As far as the why goes: In general the base pointer is more general than the derived pointer. As such it knows less about the inherited type. A derived pointer cannot be assigned a pointer to a base type without casting simply because it cannot tell if the base pointer is of the Derived type or one of its children.
If assign an address from a base class pointer into a derived class pointer, you can potentially assign a base class object to a derived class pointer. You run the risk of accessing derived class members when you don't have a derived class.
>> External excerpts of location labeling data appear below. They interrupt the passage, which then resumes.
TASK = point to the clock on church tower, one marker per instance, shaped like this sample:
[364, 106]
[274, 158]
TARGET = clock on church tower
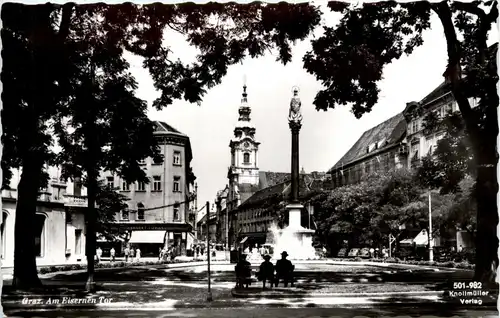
[244, 147]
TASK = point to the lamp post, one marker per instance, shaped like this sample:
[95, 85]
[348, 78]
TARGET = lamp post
[209, 294]
[431, 243]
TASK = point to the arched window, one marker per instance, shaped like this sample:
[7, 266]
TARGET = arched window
[3, 233]
[246, 157]
[140, 211]
[39, 235]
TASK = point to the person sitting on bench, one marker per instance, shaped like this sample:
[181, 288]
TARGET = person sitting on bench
[266, 272]
[284, 270]
[243, 272]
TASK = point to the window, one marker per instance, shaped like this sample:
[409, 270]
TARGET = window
[140, 211]
[177, 158]
[125, 186]
[176, 212]
[78, 242]
[414, 150]
[141, 186]
[125, 215]
[414, 126]
[246, 157]
[156, 183]
[177, 184]
[158, 160]
[39, 235]
[110, 181]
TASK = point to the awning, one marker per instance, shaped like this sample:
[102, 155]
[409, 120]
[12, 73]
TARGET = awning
[147, 237]
[406, 242]
[422, 238]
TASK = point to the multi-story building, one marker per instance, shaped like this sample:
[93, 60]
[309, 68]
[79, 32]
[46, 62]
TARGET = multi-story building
[422, 142]
[244, 178]
[258, 214]
[379, 149]
[59, 222]
[159, 213]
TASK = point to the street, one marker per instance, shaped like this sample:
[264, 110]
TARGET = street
[414, 311]
[321, 289]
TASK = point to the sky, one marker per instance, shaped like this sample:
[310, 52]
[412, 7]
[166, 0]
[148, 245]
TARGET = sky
[324, 137]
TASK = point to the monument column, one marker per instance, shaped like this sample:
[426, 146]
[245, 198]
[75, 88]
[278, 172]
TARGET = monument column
[295, 123]
[295, 128]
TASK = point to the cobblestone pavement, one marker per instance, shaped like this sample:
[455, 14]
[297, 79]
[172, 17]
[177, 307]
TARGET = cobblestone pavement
[164, 290]
[414, 311]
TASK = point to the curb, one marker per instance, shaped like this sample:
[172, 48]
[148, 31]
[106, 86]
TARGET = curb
[165, 266]
[238, 294]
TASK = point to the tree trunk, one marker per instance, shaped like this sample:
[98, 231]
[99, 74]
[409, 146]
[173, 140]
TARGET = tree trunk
[25, 270]
[486, 195]
[91, 218]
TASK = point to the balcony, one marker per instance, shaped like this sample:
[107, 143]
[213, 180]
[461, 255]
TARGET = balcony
[75, 201]
[56, 182]
[10, 194]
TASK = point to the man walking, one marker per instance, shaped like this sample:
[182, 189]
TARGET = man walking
[284, 270]
[112, 254]
[266, 271]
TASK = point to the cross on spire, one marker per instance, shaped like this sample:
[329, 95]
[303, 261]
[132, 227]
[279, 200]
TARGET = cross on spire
[244, 99]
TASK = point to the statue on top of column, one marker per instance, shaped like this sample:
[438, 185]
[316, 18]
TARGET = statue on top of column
[295, 115]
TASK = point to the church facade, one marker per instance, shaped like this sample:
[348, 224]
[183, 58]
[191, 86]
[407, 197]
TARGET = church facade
[247, 183]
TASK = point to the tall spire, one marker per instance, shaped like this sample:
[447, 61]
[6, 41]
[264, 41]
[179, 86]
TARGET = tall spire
[244, 99]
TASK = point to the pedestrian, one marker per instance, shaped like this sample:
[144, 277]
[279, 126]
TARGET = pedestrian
[99, 254]
[266, 272]
[112, 254]
[262, 251]
[127, 253]
[284, 270]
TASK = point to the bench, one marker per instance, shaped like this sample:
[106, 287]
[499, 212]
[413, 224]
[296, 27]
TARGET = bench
[243, 276]
[286, 277]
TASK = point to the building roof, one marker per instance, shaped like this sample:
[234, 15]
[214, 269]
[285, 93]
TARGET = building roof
[384, 135]
[307, 183]
[269, 178]
[163, 127]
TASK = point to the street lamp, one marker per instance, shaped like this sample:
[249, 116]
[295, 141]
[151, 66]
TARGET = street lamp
[209, 294]
[431, 243]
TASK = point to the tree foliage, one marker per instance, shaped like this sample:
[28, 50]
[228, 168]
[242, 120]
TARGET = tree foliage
[349, 60]
[48, 50]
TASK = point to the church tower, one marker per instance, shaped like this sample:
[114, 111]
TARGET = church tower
[244, 167]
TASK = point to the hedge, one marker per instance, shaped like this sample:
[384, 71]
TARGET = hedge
[449, 264]
[74, 267]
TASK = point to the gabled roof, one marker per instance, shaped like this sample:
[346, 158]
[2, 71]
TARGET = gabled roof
[163, 127]
[439, 91]
[306, 184]
[269, 178]
[392, 131]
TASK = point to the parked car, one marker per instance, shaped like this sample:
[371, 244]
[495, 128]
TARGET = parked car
[364, 252]
[342, 252]
[353, 252]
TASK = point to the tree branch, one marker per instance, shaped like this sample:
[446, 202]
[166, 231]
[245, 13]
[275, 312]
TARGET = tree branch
[453, 72]
[470, 7]
[65, 20]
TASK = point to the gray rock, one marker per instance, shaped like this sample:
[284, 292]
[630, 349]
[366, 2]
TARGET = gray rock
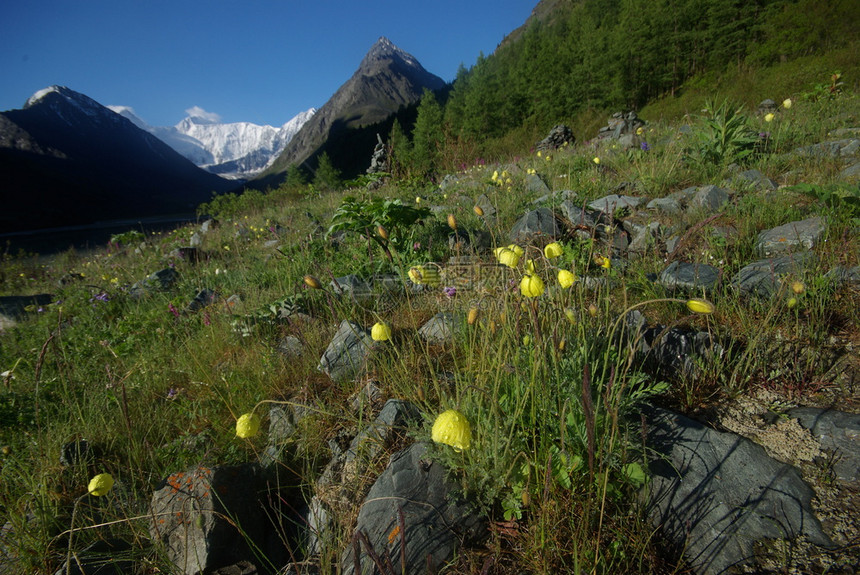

Whereas derived class methods would work on a base class, they would only do so if the method didn't access derived class member data.
That's a huge risk.
So we force you to cast so that you have to acknowledge the disclaimer that says (you may make a stupid mistake, please be careful).
In general , a pointer of one type cannot point to an object of a different type. However, there is an important exception to this rule that relates only to derived classes.
In this situation a pointer of type BASE* may point to an object of type Derived, i.e a base class pointer can point to a derived class object but vice versa is not true as the base object is not it's sub class object.